ハッピーアイスクリーム

女神の見えざる手のハッピーアイスクリームのレビュー・感想・評価

女神の見えざる手(2016年製作の映画)
4.3
銃規制法案を巡り、政界を裏で動かす戦略のプロ“ロビイスト”の女性の暗躍とその実態に迫ったポリティカルサスペンス。

勝つ能力以外に信じるものは。

『ゼロ・ダーク・サーティ』のジェシカ・チャステインが勝利のためなら手段を選ばない敏腕ロビイストを演じ、ゴールデングローブ賞では主演女優賞にノミネートされた作品。

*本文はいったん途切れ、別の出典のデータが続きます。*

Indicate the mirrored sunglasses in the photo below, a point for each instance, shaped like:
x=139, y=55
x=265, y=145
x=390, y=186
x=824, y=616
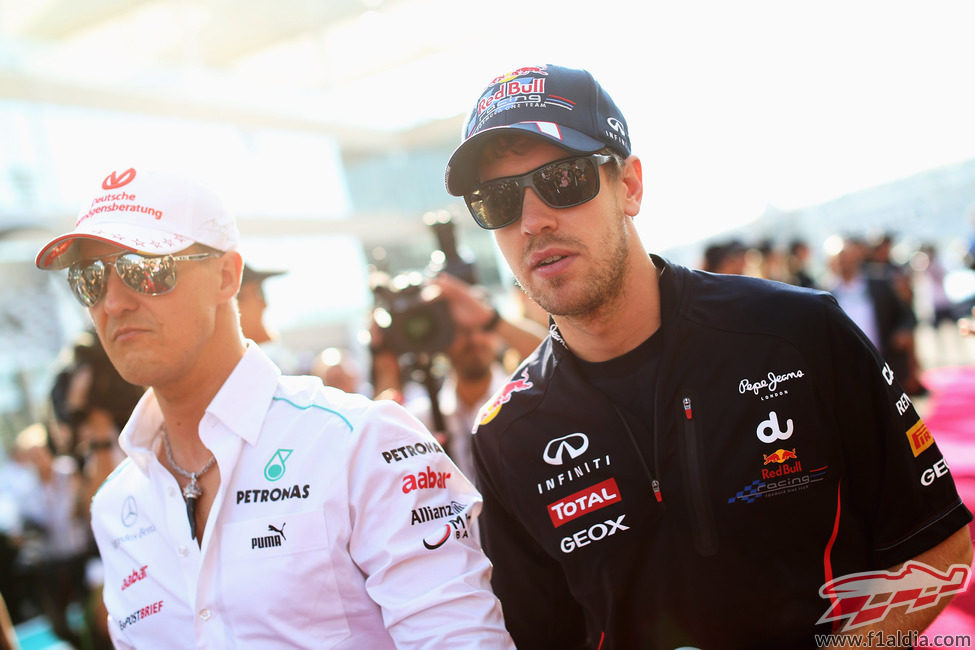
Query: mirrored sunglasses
x=149, y=275
x=564, y=183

この映画を観るまではロビイストという仕事の存在自体知らず、内容的にも難解かと思っていたのですが、その駆け引きと予想外の展開の連続にとても引き込まれ、面白かったです。

最初に主人公の女性の人間性からロビイストの役割を描き、そこから規制法案を巡り会社と対立するまでの流れが理解できたところでの議長の“パーティへ ようこそ”はシビれた。
この開始30分ほどで完全に心持ってかれた。

登場人物も個性豊かで良かった。
主人公のスローンの一見非情にも思える論理感。
その裏には曖昧にしたくない自分の信念があって、自分の選んだ正しさに覚悟を持った生き様が魅力的。
彼女が選んだラストはカッコ良すぎた。
もう一人印象的だったのが、エスコート業のフォード。
彼の委員会での証言のシーンは良かった。
あれは情によってではなく、プロとしてルールを守ったと僕は思っています。

“敵が切り札を出したあと 自分の札を出す”

彼女はどこからどこまでこのシナリオを仕組んでいたのか。
彼女が勝つ能力以外に信じたものはなんだったのか。
観る人によって様々な解釈ができる作品だと思います。